One of my all time favorites is Volume I of The Jazz Messengers At The Cafe Bohemia (which later became a “wise guy” after hours joint after its jazz days ended).
My SACD disc just finished last track 10 minutes ago. The SACD version is very clean for 1959 recording, couldn’t tell it was old without better audio hardware. The surround mix is very subtle, almost no surround. Yes, Rob Dawg, agree about the depth/length.
Great stuff, Barry.
A nice precursor to “Kind of Blue” is “Milestones,” which was released a year earlier in 1958. It’s not as moody as the later record, and in general is a bit more uptempo. The personnel includes Davis, Adderly, and Coltrane along with Paul Chambers on base, Red Garland on piana, and Philly Joe Jones on drums.

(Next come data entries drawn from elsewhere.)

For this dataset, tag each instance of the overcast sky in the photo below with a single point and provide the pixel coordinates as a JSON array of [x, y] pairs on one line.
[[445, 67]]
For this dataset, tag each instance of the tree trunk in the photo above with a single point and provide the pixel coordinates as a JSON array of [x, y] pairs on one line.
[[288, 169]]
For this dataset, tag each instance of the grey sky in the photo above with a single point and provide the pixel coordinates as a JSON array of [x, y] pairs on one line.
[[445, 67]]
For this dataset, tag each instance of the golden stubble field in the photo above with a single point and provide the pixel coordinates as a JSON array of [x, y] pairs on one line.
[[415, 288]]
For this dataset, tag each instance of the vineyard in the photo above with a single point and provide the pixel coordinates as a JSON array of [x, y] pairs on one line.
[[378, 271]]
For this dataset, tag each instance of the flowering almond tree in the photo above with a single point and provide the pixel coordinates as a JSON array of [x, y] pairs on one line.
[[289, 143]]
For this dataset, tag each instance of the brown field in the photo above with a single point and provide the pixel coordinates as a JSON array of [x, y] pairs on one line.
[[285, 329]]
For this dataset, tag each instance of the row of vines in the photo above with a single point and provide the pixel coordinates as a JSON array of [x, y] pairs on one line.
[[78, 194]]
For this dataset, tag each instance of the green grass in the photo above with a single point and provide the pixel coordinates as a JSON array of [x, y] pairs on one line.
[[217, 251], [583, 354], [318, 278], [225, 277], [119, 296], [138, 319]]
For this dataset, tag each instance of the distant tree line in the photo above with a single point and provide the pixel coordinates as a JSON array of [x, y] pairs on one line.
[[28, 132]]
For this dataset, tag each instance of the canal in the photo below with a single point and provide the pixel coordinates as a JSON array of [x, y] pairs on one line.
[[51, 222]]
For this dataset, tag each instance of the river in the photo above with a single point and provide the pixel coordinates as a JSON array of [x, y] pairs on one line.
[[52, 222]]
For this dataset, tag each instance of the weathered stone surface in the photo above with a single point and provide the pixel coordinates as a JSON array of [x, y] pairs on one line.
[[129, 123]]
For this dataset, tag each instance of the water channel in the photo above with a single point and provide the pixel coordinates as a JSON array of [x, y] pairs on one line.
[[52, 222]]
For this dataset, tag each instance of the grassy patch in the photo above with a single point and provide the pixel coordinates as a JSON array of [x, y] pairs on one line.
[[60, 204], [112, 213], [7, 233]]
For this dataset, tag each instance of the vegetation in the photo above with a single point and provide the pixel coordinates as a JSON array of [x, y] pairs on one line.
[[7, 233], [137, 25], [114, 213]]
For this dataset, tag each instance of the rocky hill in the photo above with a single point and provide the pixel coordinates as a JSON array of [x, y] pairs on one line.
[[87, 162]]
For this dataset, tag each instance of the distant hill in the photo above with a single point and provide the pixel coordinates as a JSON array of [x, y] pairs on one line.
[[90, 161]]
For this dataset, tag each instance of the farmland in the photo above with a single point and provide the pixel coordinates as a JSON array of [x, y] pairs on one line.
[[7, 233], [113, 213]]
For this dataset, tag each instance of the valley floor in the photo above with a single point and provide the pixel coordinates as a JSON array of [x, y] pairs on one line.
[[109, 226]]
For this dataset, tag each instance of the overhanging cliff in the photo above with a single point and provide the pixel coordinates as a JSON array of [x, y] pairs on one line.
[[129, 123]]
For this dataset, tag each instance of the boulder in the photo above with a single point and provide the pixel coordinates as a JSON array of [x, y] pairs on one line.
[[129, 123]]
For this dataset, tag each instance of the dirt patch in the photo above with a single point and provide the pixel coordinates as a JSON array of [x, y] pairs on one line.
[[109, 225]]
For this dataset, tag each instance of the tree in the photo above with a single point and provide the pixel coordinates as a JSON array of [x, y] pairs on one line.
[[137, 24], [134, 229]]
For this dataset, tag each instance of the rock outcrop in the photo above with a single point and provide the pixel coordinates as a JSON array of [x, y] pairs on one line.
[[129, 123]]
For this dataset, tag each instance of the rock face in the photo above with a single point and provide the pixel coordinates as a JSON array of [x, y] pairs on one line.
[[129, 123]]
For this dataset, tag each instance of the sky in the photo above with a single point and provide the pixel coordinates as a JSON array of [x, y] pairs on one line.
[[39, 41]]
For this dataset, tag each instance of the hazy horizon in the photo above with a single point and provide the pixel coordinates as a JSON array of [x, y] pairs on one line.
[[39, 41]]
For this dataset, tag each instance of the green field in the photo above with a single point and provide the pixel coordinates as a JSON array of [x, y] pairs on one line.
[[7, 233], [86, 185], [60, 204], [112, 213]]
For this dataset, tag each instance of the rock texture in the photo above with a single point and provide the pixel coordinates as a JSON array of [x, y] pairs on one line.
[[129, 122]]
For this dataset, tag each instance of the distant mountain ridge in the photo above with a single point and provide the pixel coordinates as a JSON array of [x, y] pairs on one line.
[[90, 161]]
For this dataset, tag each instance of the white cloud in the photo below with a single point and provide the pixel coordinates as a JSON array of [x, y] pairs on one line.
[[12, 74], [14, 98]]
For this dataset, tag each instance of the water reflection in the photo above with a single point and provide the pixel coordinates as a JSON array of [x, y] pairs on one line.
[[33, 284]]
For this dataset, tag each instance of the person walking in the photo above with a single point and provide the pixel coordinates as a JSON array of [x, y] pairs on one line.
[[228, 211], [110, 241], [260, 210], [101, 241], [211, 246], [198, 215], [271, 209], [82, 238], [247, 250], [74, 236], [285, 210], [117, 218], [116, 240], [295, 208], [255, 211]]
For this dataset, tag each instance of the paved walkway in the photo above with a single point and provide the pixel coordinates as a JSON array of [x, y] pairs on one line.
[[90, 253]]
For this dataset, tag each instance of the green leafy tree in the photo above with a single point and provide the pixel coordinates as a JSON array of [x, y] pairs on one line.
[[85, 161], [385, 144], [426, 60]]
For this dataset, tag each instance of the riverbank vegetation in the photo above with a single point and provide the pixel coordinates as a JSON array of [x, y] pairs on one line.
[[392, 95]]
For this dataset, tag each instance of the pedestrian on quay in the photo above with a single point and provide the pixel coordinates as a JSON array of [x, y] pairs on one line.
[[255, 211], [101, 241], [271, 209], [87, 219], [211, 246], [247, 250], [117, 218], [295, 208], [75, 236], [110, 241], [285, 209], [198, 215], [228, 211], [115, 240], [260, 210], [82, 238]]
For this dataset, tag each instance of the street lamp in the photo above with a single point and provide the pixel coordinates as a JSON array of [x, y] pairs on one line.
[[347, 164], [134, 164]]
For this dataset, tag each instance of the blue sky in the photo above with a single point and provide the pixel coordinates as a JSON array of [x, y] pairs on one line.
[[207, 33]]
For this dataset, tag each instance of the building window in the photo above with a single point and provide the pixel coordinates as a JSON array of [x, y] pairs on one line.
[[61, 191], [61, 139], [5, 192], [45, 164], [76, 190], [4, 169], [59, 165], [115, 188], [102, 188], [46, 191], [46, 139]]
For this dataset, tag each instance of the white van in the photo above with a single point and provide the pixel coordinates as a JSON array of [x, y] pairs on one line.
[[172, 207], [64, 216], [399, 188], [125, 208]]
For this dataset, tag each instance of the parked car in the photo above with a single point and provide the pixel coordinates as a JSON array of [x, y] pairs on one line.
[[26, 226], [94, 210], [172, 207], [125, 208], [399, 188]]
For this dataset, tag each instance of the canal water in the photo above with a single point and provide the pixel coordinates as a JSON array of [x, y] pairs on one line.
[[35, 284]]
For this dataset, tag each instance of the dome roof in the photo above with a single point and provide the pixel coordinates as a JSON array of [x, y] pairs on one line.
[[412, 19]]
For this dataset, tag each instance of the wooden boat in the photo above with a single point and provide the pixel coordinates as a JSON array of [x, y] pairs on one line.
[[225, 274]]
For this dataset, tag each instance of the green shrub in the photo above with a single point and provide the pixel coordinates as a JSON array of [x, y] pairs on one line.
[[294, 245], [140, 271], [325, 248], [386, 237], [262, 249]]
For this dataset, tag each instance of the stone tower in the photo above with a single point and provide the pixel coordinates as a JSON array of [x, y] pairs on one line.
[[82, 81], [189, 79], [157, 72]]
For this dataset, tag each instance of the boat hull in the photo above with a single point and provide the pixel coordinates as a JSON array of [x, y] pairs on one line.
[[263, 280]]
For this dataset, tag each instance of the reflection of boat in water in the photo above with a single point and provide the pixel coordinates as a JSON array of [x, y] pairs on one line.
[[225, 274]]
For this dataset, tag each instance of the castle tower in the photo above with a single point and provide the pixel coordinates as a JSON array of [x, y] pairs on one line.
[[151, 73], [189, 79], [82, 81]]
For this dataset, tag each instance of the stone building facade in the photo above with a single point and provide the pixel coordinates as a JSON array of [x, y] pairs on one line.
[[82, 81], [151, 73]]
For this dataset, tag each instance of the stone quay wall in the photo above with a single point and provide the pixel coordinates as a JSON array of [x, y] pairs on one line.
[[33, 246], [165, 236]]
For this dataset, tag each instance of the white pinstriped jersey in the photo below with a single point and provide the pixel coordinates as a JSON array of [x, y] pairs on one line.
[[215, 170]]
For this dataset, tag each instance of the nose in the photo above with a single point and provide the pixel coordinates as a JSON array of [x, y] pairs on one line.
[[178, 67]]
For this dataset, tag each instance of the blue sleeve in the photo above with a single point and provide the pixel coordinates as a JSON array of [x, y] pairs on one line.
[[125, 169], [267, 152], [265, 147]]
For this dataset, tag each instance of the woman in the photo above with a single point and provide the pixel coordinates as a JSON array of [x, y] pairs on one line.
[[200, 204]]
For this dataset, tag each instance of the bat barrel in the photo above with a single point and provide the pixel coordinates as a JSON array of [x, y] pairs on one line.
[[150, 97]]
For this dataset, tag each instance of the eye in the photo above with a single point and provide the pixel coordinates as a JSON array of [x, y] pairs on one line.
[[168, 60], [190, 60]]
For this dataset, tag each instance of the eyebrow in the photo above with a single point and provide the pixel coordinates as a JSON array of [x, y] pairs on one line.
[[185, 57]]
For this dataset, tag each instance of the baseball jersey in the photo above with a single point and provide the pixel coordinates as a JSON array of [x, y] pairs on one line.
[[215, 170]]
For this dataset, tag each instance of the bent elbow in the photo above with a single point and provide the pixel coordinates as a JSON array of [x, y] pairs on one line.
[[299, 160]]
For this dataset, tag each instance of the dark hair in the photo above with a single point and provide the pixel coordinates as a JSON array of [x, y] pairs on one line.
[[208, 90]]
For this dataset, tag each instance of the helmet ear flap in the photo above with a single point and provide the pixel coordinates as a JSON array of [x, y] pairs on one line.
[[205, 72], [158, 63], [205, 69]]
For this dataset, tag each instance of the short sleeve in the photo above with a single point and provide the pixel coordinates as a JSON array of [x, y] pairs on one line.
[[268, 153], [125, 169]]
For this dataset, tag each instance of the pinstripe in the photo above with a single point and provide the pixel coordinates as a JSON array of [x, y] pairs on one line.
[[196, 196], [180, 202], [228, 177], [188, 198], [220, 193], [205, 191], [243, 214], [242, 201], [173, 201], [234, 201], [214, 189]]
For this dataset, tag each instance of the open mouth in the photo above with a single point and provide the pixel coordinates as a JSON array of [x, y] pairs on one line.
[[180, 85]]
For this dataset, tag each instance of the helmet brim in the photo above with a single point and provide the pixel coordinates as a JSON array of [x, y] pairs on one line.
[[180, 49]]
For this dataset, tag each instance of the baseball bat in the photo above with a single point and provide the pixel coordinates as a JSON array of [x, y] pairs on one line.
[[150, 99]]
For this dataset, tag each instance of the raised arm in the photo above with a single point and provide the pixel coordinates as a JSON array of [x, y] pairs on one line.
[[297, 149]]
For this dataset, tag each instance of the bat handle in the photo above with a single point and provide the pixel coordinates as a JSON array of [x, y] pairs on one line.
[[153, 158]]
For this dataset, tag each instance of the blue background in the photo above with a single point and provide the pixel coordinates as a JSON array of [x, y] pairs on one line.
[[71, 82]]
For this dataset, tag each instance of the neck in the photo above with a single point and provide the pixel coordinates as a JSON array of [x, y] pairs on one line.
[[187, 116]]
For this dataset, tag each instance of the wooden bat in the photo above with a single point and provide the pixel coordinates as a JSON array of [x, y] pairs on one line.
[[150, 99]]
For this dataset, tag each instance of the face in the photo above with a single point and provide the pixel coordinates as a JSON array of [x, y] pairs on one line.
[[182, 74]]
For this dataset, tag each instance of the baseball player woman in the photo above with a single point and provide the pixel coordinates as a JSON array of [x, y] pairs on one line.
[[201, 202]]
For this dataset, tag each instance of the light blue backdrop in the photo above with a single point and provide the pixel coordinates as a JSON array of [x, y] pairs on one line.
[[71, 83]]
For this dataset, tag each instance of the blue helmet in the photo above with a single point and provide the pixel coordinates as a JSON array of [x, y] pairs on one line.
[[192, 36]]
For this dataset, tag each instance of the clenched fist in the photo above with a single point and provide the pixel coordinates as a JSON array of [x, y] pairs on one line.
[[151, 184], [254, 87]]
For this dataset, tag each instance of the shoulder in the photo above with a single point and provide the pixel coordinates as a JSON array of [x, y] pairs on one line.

I’d also suggest taking a listen to any one of the recordings by the late-60s Davis ensembles with Wayne Shorter, Herbie Hancock, Ron Carter, and Tony Williams. This group was with Davis during the transition from all-acoustic instruments to the incorporation of electric versions that was so notable on “Bitches Brew.” “Miles Smiles” is an example of the all-acoustic lineup; “Filles de Kilimanjaro” includes some electric work on a couple of tracks, with Chick Corea and Dave Holland on electric piano and electric bass replacing Hancock and Carter on a couple of tracks on “Filles.”
Hitting a lot of high notes here. Miles, the somewhat overlooked Cannonball Adderley, and the Jazz Messengers – I was a big Jackie McLean fan back in those days. Im sure Bill Evans never forgot working on this album.
Jackie McLean, Kenny Dorham, the Turrentine brothers (in their earlier days) were all great favorites of mine. I remember sitting in Slugs, nursing a skunky beer while listening to Kenny and friends “woodshedding”, before it became a bona fide music venue.
I’ll always have a fond place in my heart for “Kind of Blue.” I had the nurses queue it up for me after my heart surgery. It was what I woke up to.
I appreciate your comments about a great album and was motivated to listen to “Kind of Blue” after reading your review.